Twelve undergraduate poets read their work on Tuesday afternoon at the 16th annual Yale Collection of American Literature Reading Series.
The students were nominated by faculty members who teach poetry and creative writing classes. Each poet read two to three poems, most of which were printed in pamphlets that organizers provided to the audience. The event attracted students from Hamden High School as well as members of the New Haven community. The event was co-sponsored by the Creative Writing Program and the Yale Collection of American Literature at the Beinecke.
“I’ve always wanted to be a writer,” said Rachel Kaufman ’19, who spoke at the event. “I’m recently interested in writing historical poetry. I spent last summer living in Spain and working in a museum, but I also was writing a book and doing research on Spanish memorialization of Jewish history.”
One of Kaufman’s poems centered on Spanish memory of Jewish people and included an interweaving of historical facts and her family’s personal stories. Her other poem focused on a unique experience she had with an ant infestation.
About 100 people, representing a wide variety of age groups, attended the event.
Beinecke curator Nancy Kuhl said that for her, the reading is one of the most exciting events at the Beinecke each year.
“We print a chapbook for the event which includes each of the poets’ work in print, but I especially value the opportunity to hear each writer read their own work,” Kuhl said. “I always learn something new about a poem when I hear it in the poet’s voice.”
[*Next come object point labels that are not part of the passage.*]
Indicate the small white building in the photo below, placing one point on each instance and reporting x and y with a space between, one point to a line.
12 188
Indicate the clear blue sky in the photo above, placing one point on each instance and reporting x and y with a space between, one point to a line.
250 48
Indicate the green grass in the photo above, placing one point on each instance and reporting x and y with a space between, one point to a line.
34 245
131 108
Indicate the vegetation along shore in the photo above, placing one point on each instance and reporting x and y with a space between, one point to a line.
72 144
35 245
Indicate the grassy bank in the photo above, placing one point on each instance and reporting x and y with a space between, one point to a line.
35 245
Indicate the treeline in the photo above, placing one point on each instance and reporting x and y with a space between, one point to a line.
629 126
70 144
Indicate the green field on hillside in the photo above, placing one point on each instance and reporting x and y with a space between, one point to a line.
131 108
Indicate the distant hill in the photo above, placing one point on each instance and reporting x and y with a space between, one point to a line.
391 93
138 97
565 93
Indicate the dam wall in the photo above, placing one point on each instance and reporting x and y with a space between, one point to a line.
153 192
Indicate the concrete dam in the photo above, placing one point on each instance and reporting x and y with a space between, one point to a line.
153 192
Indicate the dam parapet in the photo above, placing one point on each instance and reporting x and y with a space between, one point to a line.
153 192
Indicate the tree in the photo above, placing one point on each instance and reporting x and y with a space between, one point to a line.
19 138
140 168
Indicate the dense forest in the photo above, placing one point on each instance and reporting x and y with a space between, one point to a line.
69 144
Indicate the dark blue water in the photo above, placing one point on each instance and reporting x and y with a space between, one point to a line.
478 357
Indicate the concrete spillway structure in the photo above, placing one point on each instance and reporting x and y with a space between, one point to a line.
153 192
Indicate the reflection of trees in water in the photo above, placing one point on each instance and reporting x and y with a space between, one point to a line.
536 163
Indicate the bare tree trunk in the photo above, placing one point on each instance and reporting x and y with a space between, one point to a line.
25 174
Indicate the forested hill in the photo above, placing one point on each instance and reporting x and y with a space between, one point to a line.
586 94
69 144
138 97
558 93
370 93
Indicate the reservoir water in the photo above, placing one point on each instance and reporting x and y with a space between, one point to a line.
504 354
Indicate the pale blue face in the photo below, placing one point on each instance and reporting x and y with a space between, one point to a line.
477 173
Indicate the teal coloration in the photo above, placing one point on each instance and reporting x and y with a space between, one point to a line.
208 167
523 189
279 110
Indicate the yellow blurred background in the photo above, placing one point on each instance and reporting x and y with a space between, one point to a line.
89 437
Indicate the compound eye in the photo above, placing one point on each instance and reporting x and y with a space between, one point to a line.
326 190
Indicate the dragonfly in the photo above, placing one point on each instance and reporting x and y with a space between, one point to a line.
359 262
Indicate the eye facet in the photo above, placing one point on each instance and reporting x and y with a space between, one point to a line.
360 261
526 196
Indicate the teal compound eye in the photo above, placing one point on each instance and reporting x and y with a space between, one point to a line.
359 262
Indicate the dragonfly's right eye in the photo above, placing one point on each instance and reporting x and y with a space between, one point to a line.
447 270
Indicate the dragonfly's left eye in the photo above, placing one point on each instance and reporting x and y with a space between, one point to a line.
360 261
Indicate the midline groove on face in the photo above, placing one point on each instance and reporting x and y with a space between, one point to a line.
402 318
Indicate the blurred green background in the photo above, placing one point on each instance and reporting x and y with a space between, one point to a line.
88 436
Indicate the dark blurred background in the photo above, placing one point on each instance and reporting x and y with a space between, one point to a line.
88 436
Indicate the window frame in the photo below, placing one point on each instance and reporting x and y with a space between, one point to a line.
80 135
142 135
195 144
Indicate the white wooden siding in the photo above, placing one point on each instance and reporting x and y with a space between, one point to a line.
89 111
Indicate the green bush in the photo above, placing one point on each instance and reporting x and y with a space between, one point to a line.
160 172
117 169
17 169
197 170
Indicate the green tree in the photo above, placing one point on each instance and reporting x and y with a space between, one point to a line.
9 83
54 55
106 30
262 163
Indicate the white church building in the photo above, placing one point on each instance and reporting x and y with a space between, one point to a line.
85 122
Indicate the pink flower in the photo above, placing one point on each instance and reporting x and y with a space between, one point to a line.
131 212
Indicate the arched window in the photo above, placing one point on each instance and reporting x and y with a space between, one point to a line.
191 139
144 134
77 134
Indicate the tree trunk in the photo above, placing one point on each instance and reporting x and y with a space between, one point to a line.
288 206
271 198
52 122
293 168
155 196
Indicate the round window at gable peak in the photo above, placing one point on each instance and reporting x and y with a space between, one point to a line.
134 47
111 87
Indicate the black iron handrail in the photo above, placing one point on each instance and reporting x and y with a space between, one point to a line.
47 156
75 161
For student poet Nathan Brown ’19, the event was the first time he had read his poems aloud. Brown, an English major who became interested in creative writing while at Yale, performed two poems, “False Cognates” and “Maze Days,” in which he sought to evoke the sense of being lost while yearning for something in the past.
A group of high school students from the Writers’ Club at Hamden High School was among those in attendance. Eleventh grader Maya Verghese said that the pieces performed by Dasia Moore ’18 spoke to her most.
Moore — whose poetry drew from her experiences in Reidsville, North Carolina; Charleston, South Carolina, and a handful of other southern cities and towns — recited two poems. The first poem, “White Woman That I Loved,” dealt with issues of love and race, while the second, “Canal Poem,” discussed the semester she spent in Amsterdam.
“I could really see how her experiences connected with her poetry and it made it all the more meaningful,” Verghese said.
English professor and Director of Creative Writing Richard Deming helped organize the event. He said he appreciated that there is no one kind of “Yale poem.”
“I always look forward to two things — the often impressive, even humbling gifts of the poets who read, and the aesthetic range of the readers,” said Deming, a published poet himself. “The styles and approaches often represent a spectrum from the classical to the radically avant garde.”
Kaufman, who travelled and performed with some of the other performing poets along the Connecticut Poetry Circuit, noted that she enjoyed having a “traveling community.”
Deming emphasized that there is something special about the art of performing poetry aloud.
“[P]oetry is, at its heart, connected to music and sound and so best to have the work reveal its musicality by being read aloud,” Deming said. “Poets speak the present moment, so it pays to be collectively present at such moments.”